ADR-117 — Run neural-trader heavy jobs on the Managed Agent cloud runtime

Status: Accepted (2026-05-12) Date: 2026-05-12 Authors: claude (drafted with rUv) Related: ADR-115 (Claude Managed Agents as the cloud agent runtime — managed_agent_* MCP tools in ruflo-agent) · ruflo-neural-trader plugin (neural-trader npm — Rust/NAPI engine, 112+ MCP tools, 4 agents, 7 skills incl. the new trader-cloud-backtest) · ADR-026 (3-tier model routing) · ADR-112 (MCP tool discoverability) · #1931 (ruflo-agent / managed agents tracking) · Claude Managed Agents Supersedes: nothing

Context

ruflo-neural-trader wraps the neural-trader npm package (Rust/NAPI engine): walk-forward backtests, Monte-Carlo simulation, parameter sweeps, LSTM/Transformer/N-BEATS training, regime detection, risk metrics (VaR/CVaR, Kelly, circuit breakers).
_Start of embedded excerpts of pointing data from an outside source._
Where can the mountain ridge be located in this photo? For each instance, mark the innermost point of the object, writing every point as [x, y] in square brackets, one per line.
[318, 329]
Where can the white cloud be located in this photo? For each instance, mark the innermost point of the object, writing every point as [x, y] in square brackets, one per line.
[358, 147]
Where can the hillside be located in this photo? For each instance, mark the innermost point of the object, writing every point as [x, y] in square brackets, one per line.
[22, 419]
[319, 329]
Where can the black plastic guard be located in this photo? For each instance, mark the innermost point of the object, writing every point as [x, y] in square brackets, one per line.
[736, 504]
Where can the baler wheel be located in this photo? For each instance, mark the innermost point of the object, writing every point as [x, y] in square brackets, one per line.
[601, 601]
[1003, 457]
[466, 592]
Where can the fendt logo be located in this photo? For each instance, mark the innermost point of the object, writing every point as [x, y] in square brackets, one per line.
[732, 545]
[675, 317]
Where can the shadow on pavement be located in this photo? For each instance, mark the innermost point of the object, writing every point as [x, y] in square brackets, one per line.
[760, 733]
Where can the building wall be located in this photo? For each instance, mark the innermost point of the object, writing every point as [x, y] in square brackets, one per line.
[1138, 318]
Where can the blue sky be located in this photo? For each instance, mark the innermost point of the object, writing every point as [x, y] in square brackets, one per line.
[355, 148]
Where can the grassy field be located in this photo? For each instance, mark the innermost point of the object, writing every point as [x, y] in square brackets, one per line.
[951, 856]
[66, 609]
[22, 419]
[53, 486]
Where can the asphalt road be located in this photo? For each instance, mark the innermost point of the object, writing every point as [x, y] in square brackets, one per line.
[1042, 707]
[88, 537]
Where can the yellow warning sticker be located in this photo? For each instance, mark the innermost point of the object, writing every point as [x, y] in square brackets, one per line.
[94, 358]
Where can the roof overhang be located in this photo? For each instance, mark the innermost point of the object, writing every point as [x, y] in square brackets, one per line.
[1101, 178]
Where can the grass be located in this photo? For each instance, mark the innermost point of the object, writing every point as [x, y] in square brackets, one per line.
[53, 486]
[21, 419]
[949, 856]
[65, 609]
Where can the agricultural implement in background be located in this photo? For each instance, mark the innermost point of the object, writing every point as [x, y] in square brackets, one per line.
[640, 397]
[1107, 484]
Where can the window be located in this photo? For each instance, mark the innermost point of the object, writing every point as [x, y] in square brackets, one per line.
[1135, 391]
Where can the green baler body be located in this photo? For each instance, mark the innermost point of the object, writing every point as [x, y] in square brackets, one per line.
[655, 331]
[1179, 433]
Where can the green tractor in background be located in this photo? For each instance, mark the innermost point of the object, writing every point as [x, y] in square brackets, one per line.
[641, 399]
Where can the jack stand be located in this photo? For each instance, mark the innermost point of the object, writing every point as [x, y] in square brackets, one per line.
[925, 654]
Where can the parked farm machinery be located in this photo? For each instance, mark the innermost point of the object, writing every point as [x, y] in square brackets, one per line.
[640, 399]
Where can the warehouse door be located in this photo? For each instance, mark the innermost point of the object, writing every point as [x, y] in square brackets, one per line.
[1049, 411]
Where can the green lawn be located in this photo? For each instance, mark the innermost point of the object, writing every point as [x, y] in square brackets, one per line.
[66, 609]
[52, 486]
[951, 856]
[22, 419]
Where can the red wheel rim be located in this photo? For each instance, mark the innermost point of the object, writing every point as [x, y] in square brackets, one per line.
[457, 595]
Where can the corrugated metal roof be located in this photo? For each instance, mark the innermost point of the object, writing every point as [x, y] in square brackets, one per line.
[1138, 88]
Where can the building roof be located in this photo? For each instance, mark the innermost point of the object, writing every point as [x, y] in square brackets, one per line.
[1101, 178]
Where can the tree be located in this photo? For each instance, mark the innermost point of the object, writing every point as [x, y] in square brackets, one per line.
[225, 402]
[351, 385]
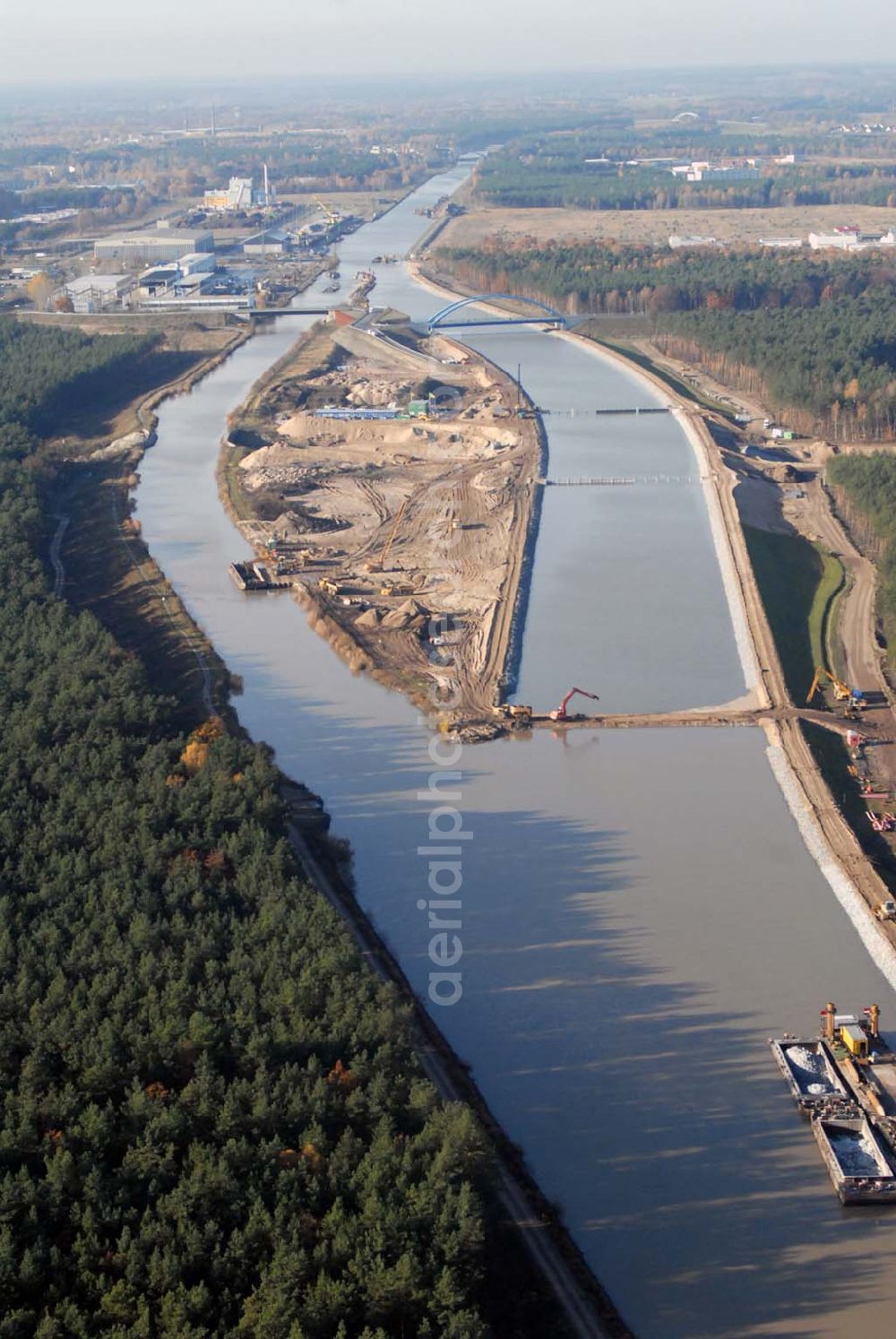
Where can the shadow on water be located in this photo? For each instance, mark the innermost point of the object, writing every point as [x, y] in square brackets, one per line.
[638, 912]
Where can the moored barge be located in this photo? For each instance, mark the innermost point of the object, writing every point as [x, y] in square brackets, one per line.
[845, 1082]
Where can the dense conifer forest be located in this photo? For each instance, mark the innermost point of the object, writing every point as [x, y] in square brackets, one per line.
[554, 171]
[866, 485]
[211, 1117]
[814, 333]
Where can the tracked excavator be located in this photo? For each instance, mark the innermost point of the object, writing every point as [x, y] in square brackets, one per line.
[560, 713]
[842, 693]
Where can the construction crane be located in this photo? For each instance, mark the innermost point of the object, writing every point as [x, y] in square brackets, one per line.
[332, 217]
[560, 714]
[842, 693]
[381, 563]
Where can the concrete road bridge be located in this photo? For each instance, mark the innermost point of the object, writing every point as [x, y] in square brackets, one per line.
[541, 314]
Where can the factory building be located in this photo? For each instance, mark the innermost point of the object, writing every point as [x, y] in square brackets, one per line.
[747, 170]
[850, 238]
[159, 244]
[185, 278]
[240, 194]
[272, 241]
[97, 292]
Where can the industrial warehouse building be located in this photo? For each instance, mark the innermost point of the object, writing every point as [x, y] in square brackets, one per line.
[273, 241]
[153, 246]
[97, 292]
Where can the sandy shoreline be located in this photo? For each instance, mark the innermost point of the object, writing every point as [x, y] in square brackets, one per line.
[825, 834]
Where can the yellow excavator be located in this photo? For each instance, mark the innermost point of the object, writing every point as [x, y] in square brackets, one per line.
[842, 693]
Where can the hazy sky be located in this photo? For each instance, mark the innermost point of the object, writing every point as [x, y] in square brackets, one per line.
[110, 39]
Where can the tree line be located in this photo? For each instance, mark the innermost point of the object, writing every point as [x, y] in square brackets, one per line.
[617, 278]
[831, 370]
[866, 485]
[814, 333]
[211, 1121]
[551, 177]
[47, 376]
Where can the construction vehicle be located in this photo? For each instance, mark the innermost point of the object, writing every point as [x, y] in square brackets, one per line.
[514, 710]
[560, 713]
[842, 693]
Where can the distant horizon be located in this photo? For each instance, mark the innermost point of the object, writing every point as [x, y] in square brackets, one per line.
[357, 79]
[216, 42]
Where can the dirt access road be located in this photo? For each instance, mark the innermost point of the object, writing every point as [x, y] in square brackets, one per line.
[403, 536]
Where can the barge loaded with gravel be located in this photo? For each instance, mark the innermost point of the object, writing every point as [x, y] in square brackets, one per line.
[845, 1082]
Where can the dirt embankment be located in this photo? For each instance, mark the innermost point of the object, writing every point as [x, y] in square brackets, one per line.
[392, 482]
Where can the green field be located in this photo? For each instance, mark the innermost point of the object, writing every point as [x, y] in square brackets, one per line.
[798, 583]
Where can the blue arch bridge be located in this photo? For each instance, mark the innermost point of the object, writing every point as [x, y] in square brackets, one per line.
[541, 314]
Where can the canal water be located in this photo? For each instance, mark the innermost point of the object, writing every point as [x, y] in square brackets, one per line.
[639, 912]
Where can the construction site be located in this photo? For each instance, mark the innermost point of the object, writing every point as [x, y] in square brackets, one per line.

The expensive jobs — a multi-year walk-forward with thousands of Monte-Carlo paths, a parameter sweep over a strategy grid, training a Transformer on a long history — are long-running (minutes to hours), CPU/compute-heavy, and async. Today they run one of two places:

Locally — ties up the dev box, bounded by local cores, and you can't close the laptop on a 40-minute sweep.
A WASM sandbox (wasm_agent_*) — too constrained: no Rust/NAPI native build, no multi-minute compute, no real filesystem for the data + artifacts.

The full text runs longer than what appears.